Vertex has promising candidates in the pipeline, including povetacicept, which may treat several diseases including kidney disease IgA nephropathy. That particular candidate is in a phase 3 trial. The biotech's strong ongoing CF earnings engine and this expansion into other areas suggest a bright future -- making it a stock I would invest in all over again.
2. Intuitive Surgical
Intuitive Surgical (ISRG +1.23%) is the global leader in robotic surgery, and it has a fantastic moat, or competitive advantage. This makes it a company that's likely to continue generating growth well into the future.

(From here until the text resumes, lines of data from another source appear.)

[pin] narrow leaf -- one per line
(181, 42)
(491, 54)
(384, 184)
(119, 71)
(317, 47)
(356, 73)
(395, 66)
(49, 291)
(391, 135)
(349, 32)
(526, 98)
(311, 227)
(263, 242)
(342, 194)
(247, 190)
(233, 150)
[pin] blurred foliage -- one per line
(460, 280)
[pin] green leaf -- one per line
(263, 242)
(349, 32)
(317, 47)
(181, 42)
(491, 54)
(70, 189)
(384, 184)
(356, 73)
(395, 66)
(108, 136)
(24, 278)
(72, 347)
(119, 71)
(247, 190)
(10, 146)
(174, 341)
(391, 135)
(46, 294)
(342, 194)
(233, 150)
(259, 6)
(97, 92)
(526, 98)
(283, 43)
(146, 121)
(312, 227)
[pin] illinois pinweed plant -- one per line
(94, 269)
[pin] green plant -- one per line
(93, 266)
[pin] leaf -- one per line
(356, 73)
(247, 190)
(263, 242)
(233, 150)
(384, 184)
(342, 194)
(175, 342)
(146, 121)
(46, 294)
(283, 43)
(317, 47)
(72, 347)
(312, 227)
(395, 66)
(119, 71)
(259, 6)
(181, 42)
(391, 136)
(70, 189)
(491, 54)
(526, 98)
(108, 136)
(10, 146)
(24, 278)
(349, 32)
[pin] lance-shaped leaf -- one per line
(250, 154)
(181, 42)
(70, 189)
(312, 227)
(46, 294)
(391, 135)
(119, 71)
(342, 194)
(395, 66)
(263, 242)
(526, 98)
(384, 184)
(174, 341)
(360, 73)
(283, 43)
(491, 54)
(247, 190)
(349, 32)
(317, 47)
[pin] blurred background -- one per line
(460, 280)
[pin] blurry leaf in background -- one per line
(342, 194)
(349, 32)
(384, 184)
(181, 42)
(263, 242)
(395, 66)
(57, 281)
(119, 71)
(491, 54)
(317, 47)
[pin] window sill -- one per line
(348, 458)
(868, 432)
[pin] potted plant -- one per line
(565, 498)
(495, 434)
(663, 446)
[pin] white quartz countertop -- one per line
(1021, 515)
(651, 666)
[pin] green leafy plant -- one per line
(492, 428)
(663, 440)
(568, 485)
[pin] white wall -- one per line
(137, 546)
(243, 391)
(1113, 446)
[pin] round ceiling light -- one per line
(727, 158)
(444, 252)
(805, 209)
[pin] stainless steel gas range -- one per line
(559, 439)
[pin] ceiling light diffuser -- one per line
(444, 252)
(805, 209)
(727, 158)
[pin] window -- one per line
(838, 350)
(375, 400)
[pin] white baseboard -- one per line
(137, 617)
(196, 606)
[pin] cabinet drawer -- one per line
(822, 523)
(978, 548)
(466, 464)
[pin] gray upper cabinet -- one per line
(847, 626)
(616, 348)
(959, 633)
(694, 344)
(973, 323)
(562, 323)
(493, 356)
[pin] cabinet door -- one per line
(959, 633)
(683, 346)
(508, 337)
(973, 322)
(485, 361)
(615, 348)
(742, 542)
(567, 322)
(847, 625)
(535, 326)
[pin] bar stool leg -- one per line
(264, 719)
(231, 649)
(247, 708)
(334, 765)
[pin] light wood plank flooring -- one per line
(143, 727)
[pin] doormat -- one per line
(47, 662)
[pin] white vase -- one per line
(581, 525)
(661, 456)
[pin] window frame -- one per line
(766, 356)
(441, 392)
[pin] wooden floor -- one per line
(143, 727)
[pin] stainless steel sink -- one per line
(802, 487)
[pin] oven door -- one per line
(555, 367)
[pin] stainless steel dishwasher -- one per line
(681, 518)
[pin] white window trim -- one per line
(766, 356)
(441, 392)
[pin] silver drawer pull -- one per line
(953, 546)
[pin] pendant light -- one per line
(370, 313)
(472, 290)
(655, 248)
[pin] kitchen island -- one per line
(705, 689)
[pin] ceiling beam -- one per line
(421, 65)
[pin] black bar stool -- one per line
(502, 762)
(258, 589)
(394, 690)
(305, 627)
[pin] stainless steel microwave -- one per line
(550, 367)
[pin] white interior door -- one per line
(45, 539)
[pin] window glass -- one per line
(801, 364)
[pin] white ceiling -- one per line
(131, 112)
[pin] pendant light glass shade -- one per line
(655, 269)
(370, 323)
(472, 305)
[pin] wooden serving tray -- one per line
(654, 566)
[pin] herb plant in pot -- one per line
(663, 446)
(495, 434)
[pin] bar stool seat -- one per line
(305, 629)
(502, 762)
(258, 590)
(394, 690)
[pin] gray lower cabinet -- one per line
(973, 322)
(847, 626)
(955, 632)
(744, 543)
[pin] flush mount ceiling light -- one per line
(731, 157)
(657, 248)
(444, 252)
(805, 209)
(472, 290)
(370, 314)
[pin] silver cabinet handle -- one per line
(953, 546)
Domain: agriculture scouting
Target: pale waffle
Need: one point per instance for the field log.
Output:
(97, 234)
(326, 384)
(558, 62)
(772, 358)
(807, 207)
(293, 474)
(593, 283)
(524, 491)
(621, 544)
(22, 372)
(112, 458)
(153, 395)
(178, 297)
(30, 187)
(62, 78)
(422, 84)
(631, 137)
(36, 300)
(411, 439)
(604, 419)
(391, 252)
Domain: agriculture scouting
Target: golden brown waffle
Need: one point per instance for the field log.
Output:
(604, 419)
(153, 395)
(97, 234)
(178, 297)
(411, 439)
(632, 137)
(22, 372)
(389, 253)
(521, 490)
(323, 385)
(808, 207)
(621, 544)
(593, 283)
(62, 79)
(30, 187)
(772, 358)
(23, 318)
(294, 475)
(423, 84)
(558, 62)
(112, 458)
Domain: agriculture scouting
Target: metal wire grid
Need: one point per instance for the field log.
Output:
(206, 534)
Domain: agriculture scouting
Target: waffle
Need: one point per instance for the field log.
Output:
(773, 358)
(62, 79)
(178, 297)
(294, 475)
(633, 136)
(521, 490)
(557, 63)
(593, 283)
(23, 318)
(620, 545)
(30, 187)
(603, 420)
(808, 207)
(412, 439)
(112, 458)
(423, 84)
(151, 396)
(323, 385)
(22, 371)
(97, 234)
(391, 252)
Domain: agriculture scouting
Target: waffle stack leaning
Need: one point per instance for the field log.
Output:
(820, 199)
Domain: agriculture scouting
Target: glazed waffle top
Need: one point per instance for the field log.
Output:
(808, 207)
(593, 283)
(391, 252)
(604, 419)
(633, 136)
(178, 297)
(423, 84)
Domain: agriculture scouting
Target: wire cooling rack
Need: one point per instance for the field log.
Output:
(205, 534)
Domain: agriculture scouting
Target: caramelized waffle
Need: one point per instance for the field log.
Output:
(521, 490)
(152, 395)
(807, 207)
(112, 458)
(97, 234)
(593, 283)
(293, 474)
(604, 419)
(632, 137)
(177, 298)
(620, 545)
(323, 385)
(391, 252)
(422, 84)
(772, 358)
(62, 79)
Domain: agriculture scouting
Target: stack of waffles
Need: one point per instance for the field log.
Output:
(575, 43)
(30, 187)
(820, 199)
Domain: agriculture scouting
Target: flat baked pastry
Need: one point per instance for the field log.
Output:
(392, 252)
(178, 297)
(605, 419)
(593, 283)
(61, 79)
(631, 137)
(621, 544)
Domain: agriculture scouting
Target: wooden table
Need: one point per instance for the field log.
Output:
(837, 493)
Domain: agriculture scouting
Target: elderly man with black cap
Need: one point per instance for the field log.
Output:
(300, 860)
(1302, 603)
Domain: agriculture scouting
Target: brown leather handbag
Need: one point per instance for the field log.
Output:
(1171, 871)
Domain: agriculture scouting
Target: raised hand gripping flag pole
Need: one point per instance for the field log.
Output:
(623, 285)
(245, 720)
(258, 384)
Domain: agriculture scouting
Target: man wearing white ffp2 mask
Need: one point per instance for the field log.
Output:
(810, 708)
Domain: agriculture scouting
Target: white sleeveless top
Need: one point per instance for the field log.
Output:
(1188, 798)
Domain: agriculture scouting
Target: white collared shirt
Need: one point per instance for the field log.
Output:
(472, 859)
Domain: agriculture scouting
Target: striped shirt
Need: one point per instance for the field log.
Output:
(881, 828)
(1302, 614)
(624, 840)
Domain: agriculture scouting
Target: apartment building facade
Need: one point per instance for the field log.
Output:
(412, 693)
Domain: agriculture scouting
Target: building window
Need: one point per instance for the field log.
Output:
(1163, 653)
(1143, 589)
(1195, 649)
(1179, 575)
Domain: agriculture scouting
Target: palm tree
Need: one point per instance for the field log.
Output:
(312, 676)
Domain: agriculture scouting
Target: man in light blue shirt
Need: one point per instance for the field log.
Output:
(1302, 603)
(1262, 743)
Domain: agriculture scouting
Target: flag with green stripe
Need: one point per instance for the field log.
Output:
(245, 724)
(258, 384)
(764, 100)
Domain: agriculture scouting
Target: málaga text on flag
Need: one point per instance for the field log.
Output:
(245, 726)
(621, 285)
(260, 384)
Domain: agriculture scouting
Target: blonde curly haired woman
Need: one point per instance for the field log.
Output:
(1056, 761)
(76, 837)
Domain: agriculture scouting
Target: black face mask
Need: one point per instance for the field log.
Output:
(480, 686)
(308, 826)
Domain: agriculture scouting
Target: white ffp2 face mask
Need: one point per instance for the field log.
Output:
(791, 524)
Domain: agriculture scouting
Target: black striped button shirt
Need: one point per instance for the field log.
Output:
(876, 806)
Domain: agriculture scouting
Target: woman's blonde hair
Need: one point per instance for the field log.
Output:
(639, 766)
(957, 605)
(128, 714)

Intuitive Surgical's moat has two parts: First, surgeons generally train on the company's flagship Da Vinci robot, so they might favor using that robot and its latest updates throughout their careers. Second, surgical robots are major investments, topping $1 million, so hospitals probably will stick with this investment for quite some time to amortize it. All of this is good news for Intuitive Surgical.
I also like the fact that this medical device company's revenue opportunity doesn't end with the sale or leasing out of a robot. The customer must spend on service contracts and instruments and accessories, generating recurrent revenue for Intuitive Surgical. In fact, instruments and accessories revenue makes up a greater share of revenue than the actual sale of robotic systems. All of this makes the stock a fantastic long-term investment to buy at any time.
3. Johnson & Johnson
Johnson & Johnson (JNJ 2.46%) is a pharma giant, with business spanning two distinct areas: pharmaceuticals, which J&J calls its innovative medicine division, and medtech. In the first quarter of the year, revenue increased nearly 10%, which is a huge feat for a healthcare giant. And the growth may not stop there. The company says it's on its way to reach its goals of $100 billion in revenue this year and double-digit growth by the end of the decade.
It's clear J&J has the tools to power this momentum. The company has 28 programs or platforms that deliver $1 billion or more in annual revenue. And 10 brands in the innovative medicine unit are generating double-digit growth. J&J's acquisitions in recent years -- such as heart recovery company Abiomed -- also are bearing fruit, adding to strengths in the medtech business.
Finally, J&J is committed to dividend growth -- it's a Dividend King -- and recently lifted its dividend for the 64th year. The company's focus on and delivery of earnings growth, as well as this dividend track record, make it a stock I'd absolutely buy if I were getting started in investing today.